When asked by reporters to respond to the earthquake, the Archbishop of York John Sentamu said he had “nothing to say to make sense of this horror.” It’s good advice on one level—why spend time debating the role of God when we could be helping the survivors—but many of us cannot help but immediately jump to the Why? question: “why would God allow such suffering, especially of an already ravaged nation?” Even atheists can’t help but jump into the debate. The discussion is of pressing interest to both believers and skeptics, even though they come to radically different conclusions.

Pat Robertson brought up the Why? question up in the most awkward way possible. The televangelist made some truly callous remarks on his network when he suggested that God was punishing Haiti for some supposed “deal with the devil” to win freedom from slavery 200 years ago. You would think from Robertson’s odd remark that God was against justice and for slavery.

But I wasn’t satisfied with how the Why? question was framed and answered by the media either. The BBC online magazine featured philosopher David Bain who put it this way: why would a good God allow natural disasters?
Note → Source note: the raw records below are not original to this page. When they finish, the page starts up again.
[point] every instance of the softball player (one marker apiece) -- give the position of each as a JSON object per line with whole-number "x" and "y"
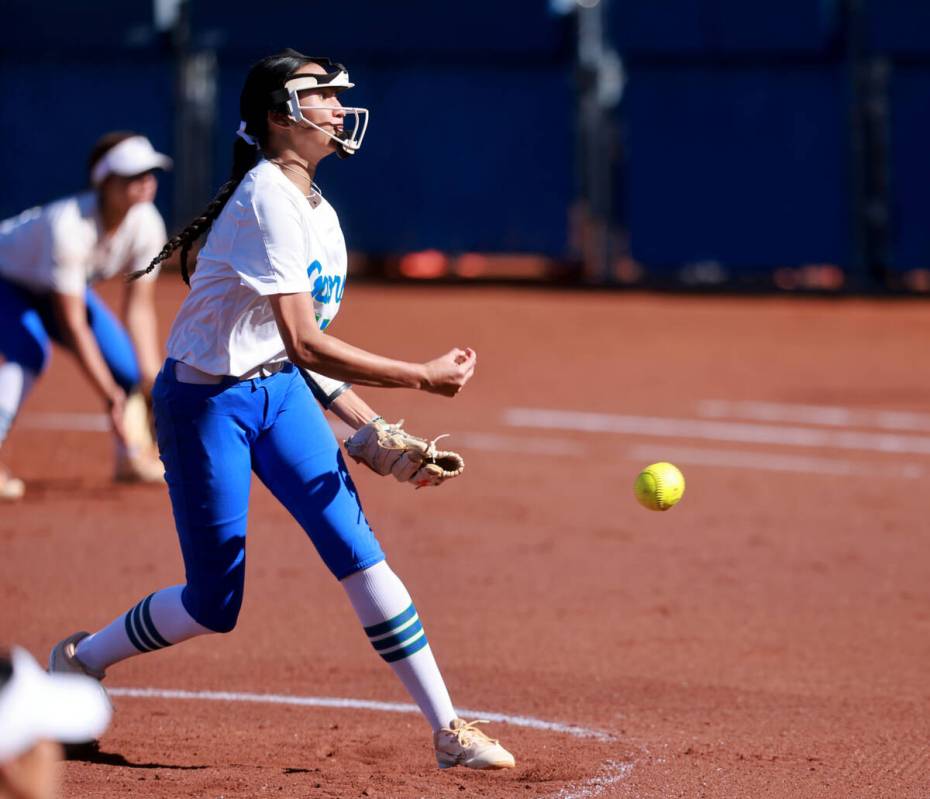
{"x": 231, "y": 399}
{"x": 49, "y": 257}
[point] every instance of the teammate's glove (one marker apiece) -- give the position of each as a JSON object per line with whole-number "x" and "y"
{"x": 389, "y": 449}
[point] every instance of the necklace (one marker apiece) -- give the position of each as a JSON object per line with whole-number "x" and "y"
{"x": 313, "y": 196}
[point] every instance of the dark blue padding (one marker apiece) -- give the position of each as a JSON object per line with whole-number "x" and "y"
{"x": 910, "y": 167}
{"x": 90, "y": 98}
{"x": 424, "y": 30}
{"x": 712, "y": 28}
{"x": 746, "y": 167}
{"x": 899, "y": 28}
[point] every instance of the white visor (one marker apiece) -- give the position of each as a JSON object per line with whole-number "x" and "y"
{"x": 35, "y": 706}
{"x": 132, "y": 156}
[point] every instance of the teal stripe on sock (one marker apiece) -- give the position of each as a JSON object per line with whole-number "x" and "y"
{"x": 394, "y": 640}
{"x": 150, "y": 625}
{"x": 391, "y": 624}
{"x": 132, "y": 635}
{"x": 407, "y": 651}
{"x": 143, "y": 636}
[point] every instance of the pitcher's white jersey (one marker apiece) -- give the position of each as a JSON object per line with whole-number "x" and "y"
{"x": 268, "y": 239}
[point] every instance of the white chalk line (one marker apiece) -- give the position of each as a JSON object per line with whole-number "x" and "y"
{"x": 610, "y": 772}
{"x": 563, "y": 447}
{"x": 826, "y": 415}
{"x": 355, "y": 704}
{"x": 741, "y": 432}
{"x": 772, "y": 462}
{"x": 69, "y": 422}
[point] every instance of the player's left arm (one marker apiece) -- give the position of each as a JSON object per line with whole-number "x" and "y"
{"x": 139, "y": 299}
{"x": 142, "y": 323}
{"x": 340, "y": 398}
Bain then listed the different philosophical responses to disasters and suffering that believers and skeptics have given over the years. But having faith is not the same as holding a philosophical position so I always feel dissatisfied by these kinds of discussions. They just don’t capture what it means to have faith, or to lose it for that matter. Perhaps that’s what Archbishop Sentamu is getting at in his remarks.
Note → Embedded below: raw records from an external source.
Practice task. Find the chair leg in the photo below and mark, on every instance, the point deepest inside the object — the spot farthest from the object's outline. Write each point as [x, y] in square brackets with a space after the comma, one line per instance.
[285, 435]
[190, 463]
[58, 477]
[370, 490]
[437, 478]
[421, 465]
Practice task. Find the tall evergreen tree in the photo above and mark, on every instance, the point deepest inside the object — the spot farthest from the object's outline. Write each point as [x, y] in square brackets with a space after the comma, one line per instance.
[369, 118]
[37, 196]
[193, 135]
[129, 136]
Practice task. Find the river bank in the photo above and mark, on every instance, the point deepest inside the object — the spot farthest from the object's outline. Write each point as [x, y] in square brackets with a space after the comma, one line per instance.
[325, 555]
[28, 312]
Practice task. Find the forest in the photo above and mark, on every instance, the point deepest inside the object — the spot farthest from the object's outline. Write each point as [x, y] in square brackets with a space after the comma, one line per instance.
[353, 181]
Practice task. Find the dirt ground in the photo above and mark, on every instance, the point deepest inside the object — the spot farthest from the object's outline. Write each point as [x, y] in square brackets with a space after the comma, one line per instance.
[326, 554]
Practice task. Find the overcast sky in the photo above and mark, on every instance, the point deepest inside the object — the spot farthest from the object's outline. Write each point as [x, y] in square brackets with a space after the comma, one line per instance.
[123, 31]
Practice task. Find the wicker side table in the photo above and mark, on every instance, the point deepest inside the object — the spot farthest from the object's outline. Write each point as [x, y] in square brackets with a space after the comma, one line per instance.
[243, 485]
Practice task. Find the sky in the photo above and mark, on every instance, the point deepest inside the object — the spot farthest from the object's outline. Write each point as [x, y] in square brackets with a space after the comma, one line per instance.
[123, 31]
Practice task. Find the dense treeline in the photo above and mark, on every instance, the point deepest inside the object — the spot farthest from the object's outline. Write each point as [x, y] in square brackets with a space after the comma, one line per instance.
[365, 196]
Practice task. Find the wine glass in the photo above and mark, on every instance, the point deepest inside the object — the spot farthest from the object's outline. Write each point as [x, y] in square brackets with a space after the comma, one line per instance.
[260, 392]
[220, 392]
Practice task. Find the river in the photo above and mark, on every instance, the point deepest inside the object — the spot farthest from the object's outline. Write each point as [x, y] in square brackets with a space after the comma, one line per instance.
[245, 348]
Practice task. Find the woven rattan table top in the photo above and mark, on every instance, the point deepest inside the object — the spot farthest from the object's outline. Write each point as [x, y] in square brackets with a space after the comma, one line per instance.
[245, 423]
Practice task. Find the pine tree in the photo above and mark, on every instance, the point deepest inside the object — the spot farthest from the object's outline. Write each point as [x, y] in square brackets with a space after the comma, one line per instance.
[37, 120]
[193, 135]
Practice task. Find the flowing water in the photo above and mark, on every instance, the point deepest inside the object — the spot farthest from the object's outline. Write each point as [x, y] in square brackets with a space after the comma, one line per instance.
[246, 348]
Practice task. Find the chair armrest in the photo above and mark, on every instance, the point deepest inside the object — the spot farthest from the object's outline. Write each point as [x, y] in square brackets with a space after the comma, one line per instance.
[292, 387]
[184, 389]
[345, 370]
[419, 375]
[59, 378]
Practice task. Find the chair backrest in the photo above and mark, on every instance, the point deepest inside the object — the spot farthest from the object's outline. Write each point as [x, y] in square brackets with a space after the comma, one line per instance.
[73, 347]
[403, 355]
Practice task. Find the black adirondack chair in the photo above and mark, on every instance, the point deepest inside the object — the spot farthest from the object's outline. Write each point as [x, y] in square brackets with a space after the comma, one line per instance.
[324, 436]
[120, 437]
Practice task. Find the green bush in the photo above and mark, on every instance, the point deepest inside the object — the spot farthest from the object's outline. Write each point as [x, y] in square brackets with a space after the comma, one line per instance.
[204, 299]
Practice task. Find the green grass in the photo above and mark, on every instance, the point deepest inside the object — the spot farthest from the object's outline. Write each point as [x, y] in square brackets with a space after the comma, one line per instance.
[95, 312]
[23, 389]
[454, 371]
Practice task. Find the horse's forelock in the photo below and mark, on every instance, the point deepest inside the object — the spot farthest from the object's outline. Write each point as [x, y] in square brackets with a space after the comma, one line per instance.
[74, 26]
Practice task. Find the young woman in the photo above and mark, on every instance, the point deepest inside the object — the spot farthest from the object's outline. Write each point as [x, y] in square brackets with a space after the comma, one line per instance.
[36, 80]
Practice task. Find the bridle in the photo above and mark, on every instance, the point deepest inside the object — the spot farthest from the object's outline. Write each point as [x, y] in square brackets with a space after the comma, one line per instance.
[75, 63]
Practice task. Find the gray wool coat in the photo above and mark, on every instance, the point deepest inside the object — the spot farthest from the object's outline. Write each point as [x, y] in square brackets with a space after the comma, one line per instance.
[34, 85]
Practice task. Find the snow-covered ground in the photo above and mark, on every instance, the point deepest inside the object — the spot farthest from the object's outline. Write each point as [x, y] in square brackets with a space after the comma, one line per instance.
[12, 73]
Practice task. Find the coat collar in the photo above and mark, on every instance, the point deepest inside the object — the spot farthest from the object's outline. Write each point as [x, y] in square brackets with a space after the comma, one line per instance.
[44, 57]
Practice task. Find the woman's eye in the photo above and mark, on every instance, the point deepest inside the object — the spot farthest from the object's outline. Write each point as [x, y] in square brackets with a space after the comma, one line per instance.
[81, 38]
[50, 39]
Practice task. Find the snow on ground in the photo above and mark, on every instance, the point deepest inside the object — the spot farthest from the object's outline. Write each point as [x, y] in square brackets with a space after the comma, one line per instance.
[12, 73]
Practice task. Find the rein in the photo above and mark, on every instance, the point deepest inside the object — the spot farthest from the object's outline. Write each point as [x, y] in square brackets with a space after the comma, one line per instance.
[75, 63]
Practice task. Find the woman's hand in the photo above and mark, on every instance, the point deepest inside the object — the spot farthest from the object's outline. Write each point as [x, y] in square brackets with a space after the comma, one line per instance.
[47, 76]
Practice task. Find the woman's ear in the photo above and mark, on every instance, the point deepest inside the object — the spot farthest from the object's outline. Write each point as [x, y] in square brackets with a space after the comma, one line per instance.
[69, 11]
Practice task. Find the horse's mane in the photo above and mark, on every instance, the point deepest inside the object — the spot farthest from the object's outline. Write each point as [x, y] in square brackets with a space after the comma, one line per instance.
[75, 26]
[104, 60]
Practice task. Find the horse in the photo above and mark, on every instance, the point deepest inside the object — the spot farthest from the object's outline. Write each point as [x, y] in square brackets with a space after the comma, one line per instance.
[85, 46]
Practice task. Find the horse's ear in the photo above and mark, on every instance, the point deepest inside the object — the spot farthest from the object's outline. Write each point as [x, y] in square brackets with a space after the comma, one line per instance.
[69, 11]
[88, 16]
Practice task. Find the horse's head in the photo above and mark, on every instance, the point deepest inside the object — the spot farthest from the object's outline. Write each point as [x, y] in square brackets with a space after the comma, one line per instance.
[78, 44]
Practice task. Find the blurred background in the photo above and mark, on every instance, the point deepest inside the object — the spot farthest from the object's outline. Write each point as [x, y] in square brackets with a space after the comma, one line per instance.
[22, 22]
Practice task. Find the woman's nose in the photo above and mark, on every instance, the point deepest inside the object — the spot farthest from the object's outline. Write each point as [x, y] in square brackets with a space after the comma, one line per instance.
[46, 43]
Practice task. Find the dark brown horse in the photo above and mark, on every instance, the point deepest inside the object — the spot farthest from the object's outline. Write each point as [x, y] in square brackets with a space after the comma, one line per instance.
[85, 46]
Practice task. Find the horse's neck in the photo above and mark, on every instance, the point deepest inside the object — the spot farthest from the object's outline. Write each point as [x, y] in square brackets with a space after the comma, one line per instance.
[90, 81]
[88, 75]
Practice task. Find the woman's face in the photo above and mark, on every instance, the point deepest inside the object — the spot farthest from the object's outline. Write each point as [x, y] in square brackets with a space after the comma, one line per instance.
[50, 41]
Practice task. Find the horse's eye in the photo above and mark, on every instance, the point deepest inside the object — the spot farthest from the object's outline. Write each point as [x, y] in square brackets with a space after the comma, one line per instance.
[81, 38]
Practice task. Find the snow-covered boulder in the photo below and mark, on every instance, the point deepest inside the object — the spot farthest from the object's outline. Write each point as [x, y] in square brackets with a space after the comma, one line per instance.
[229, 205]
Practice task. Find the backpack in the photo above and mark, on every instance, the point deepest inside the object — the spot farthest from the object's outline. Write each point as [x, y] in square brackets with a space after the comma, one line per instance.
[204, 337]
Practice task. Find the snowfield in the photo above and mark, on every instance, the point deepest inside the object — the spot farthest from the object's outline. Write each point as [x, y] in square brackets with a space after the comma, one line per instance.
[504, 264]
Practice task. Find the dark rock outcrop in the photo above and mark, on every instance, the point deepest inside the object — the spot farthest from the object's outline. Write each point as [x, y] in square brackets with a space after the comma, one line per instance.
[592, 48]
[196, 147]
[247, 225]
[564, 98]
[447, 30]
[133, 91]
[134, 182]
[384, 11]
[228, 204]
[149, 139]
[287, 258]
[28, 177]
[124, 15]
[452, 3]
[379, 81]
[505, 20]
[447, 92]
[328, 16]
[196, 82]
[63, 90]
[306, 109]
Perhaps we need to distinguish between how people wrestle philosophically with disaster as opposed to wrestling with disaster through their faith. As a Christian, I ask “Where is God in the disaster?,” not “Why did God allow it?” Because of the Fall, humanity and nature are in rebellion against God’s good intentions making disasters and death our constant companions. As I understand the Christian faith, the Fall explains why there is so much suffering in the world. Others of course, take a different position. Some hold that the world is the way it should be and if you are suffering you must be under some kind of divine punishment. Still others expect that if God is the great watchmaker who created a perfect world, there should be no suffering. But from my perspective, a belief in the Fall means severe problems already exist in the world but such problems are not created by God. Suffering is my starting point, but it is not my ending point. God did not originally create a world of disaster, but actually is moving through us and history to heal us from disaster. That’s why I find Pat Robertson’s remarks so disturbing, they imply that God actually crushes the world and people.
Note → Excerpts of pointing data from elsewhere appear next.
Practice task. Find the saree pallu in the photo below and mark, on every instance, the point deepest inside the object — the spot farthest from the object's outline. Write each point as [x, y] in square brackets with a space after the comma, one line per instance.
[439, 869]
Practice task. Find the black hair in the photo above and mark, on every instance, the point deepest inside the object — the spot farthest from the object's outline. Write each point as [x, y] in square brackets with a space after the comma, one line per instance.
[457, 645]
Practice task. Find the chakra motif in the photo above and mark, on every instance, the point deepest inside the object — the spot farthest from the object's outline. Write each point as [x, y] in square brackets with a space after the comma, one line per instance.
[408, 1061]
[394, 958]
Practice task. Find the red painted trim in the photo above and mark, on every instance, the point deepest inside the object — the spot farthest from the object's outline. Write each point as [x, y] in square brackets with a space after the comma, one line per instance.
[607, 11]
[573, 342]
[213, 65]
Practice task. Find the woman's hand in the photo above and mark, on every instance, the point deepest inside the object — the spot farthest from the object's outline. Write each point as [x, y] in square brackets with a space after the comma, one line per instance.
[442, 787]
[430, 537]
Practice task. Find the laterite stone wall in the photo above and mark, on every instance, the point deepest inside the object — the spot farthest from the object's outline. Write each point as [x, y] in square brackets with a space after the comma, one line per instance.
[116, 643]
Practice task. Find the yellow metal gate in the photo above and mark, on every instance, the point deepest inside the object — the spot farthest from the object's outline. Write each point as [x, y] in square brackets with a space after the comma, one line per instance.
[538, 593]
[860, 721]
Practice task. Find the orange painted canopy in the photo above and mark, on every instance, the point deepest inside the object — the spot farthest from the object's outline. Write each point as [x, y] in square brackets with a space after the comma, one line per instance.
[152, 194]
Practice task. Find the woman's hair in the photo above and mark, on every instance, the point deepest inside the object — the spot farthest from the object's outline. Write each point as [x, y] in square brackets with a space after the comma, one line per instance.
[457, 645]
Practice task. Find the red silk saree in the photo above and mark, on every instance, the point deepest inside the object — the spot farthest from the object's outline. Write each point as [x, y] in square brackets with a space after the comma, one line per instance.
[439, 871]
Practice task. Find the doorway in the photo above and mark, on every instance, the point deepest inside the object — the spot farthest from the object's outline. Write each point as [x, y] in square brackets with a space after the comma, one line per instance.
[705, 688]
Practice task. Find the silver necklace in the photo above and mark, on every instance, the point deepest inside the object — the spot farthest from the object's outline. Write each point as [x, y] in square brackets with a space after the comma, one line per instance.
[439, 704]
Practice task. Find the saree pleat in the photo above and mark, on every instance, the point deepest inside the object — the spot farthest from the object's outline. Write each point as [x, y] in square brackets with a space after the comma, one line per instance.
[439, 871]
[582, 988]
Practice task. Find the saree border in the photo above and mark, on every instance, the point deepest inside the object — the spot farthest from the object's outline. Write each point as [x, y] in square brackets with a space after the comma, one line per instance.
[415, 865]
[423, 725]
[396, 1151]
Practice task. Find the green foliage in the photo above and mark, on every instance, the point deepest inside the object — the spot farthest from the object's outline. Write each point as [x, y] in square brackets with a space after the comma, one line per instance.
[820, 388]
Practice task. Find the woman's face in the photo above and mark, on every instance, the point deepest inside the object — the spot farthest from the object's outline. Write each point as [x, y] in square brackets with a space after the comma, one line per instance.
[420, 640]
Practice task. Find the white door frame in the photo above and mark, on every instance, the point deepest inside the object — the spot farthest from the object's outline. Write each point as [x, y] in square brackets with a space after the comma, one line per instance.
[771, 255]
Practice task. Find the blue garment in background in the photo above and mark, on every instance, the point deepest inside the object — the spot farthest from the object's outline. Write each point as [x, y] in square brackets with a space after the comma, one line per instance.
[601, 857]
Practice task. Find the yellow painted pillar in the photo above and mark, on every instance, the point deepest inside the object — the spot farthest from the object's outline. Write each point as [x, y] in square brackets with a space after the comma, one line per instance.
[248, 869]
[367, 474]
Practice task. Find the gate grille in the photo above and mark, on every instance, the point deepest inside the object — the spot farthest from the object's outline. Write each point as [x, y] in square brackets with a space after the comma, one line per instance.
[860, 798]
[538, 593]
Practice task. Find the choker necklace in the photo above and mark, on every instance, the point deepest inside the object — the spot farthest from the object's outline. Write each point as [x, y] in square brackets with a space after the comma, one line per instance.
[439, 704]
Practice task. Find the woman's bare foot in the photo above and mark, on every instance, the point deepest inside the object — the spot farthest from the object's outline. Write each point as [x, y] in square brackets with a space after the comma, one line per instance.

No, God is in the rescue business. He is in the middle of our suffering. And when we help others who are suffering we are doing his will.

(To be con’t)

Friday, January 22, 2010

The Earthquake shook Haiti, then it shook our Faith


The Haitian government is now saying that the confirmed death toll in their country has reached 70,000. No doubt it will keep rising.


If we are honest with ourselves, suffering on this scale forces us to reexamine our most basic assumptions about life no matter what position we take on God. In the email exchanges that people send to me I can tell that we are all shocked and jolted by the suffering we see in Haiti, even if we only experience the pain as distant observers. Just like the Haitians themselves, some of us turn to God for spiritual power to make sense of the disaster while others of us turn away from God in doubt. Most of us go back and forth between the two positions.


The Bible is full of people who wrestle with God. Even Jesus cries out on the cross “My God, my God, why have you forsaken me?”


There’s nothing wrong in crying out to God when disaster hits. And it’s understandable that our faith gets shaken in disasters. When we choose to wrestle with God we join a long list of average, ordinary people in the Bible who did the very same thing. In fact, I would have questions about people of faith who don’t have their faith shaken by such suffering. If Jesus cries out to his Father, how can we not do the same?


To have faith doesn’t mean we quit asking questions or we cease to having doubts. Rather, to have faith means we have hope, hope that God is right beside us even when we can’t see him, even in the midst of disaster.